Hermann Ebbinghaus

Hermann Ebbinghaus ( born January 24, 1850 in Barmen, † February 26, 1909 in Halle / Saale ) was a German psychologist. His son was the philosopher Julius Ebbinghaus, his grandson was the philologist Ernst Albrecht Ebbinghaus.


Ebbinghaus (today a part of Wuppertal ) was born 1850 in Barmen, the son of a family of entrepreneurs. At the age of 17 he began the study of history at the Rheinische Friedrich- Wilhelms University, Bonn. In 1868 he became a member of the Corps Guestphalia Bonn. He turned to philosophy. His dissertation dealt with the unconscious. He habilitated at the Friedrich- Wilhelms- University, where he became professor in 1886. Berlin's first laboratory for experimental psychology was established by Ebbinghaus. In his famous dispute with Wilhelm Dilthey, he defended experimental psychology towards the understanding psychology. 1898 Ebbinghaus moved on to Breslau, 1905 in Halle, where he died in 1909. His grave is located there on the St. Lawrence Cemetery.

Ebbinghaus was the founder of experimental research of memory and discoverer of the learning curve and the forgetting curve. Ebbinghaus was also the inventor of the three still valid psychological measurement of human memory performance: recognition method, reproduction method and saving method. New was his experimental approach to operate with learning nonsensical syllables to minimize the errors that result from experiences and content.

In 1896 he led a kind of sentence completion test with school children to investigate the effect of fatigue on performance. He let the teacher the ability of children to assess then the results assigned to a lower, middle and upper third. He found a significant relationship between the test results and teacher judgment, without being able to identify with the former means a correlation. This was probably the first test of verbal intelligence in a group.

Ebbinghaus was the first of the KVK trigrams used to perform memory experiments regardless of the vocabulary of the subject.

Ebbinghaus and the history of psychology

" Psychology has a long past but a short history ", wrote in 1907 the pioneer of memory research. This sentence may seem surprising, but humanity has been since ancient times dealt with psychological issues. However, Ebbinghaus plays with his formulation of the short time since the psychology of scientific methods is operated.

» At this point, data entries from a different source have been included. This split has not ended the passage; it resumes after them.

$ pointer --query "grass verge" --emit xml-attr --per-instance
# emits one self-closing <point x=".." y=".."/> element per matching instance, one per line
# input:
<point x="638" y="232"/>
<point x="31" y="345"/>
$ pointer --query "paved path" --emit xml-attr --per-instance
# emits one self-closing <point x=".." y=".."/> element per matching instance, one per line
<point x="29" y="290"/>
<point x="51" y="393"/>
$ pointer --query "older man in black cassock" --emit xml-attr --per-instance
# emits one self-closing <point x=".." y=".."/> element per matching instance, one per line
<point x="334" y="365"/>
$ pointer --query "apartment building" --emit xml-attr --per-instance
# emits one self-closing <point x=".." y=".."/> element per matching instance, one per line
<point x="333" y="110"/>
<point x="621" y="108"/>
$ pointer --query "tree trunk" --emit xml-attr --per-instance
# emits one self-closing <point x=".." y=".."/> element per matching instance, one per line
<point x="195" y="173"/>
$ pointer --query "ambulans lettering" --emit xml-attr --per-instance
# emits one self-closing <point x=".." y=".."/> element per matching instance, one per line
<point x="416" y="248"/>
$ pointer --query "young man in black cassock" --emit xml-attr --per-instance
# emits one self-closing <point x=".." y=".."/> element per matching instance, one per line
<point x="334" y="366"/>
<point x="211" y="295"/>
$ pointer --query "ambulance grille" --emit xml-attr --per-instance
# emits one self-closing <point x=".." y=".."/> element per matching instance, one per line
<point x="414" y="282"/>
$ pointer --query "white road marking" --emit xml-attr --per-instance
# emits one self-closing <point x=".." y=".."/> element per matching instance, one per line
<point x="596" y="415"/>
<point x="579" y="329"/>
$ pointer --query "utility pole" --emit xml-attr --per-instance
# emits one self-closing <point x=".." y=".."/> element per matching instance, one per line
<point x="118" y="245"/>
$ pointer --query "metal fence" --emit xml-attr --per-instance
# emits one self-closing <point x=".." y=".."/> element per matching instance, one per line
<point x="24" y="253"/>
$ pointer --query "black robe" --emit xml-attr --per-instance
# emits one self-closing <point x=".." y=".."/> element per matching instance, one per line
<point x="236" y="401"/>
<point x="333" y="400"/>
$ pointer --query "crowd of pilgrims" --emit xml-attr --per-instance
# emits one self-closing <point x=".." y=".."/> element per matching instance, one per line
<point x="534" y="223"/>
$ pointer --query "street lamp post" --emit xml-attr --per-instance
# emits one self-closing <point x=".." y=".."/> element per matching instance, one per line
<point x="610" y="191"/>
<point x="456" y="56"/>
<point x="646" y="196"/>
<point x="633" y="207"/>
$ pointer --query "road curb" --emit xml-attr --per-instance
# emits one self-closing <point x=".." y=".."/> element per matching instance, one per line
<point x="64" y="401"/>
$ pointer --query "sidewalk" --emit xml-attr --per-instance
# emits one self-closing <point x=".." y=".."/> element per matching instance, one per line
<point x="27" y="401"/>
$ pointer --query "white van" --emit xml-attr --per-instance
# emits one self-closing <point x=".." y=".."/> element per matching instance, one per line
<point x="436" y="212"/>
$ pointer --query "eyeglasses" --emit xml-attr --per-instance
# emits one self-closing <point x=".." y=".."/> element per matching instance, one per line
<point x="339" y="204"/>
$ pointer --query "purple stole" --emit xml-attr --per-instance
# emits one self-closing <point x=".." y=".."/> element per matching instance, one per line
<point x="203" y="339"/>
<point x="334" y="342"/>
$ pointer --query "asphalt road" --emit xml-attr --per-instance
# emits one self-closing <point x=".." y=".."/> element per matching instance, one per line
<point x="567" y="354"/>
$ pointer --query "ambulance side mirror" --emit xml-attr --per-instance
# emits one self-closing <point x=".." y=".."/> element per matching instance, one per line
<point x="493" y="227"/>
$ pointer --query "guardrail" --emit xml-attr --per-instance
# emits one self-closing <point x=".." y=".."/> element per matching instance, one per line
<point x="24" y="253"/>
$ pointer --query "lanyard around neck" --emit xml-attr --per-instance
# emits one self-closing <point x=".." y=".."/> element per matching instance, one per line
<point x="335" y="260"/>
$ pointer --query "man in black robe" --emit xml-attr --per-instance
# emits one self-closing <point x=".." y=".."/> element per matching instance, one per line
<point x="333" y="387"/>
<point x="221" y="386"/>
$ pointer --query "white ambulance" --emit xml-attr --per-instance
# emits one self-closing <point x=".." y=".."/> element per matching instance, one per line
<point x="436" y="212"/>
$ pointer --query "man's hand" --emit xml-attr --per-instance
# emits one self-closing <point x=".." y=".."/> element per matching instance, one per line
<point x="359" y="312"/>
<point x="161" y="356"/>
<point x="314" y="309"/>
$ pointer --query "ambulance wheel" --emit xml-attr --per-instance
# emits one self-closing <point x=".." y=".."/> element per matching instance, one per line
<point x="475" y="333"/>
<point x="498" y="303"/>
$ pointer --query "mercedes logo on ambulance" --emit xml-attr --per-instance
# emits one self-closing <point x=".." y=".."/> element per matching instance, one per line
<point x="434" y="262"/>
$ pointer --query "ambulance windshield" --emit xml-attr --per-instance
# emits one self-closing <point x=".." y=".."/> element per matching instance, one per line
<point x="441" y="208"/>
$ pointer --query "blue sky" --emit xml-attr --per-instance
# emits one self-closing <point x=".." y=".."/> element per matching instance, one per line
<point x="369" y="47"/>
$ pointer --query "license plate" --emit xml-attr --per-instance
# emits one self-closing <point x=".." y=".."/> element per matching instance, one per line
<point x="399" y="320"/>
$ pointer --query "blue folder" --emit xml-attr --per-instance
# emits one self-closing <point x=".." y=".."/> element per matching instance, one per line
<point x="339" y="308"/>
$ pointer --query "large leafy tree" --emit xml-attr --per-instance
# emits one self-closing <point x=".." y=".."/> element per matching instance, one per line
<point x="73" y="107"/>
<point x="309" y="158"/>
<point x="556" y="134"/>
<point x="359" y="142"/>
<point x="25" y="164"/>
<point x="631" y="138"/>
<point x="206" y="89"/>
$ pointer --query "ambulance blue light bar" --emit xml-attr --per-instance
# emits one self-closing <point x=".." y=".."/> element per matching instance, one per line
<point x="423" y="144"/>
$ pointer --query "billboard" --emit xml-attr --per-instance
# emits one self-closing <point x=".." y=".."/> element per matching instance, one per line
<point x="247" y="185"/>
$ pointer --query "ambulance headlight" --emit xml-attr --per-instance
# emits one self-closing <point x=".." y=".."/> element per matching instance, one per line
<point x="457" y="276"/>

Hans Jürgen Eysenck cites in his book Sigmund Freud - the decline and end of psychoanalysis on page 36 - but without mentioning the source! - A saying, the Ebbinghaus said to have made in connection with ideas of Sigmund Freud the unconscious:

"What is new about these theories is not true, and what is true is not new. "

However, Eysenck was mistaken in his polemic. The set comes in part from the dissertation of Hermann Ebbinghaus About the Hartmannsche Philosophy of the Unconscious, on the other hand the philosopher Eduard von Hartmann is meant.

Writings (selection )

  • On Memory: Studies on experimental psychology. Duncker & Humblot, Leipzig 1885. First edition as a ( digitized and full text in German Text Archive )
  • Unchanged reprint of the text of 1885 Darmstadt. University Press, 1992, ISBN 3-534-05255-2.
  • Urmanuskript "On the memory of " 1880 - With an introduction by W. Traxel, Passau: Passavia University Press, 1983, ISBN 3-922016-35-9.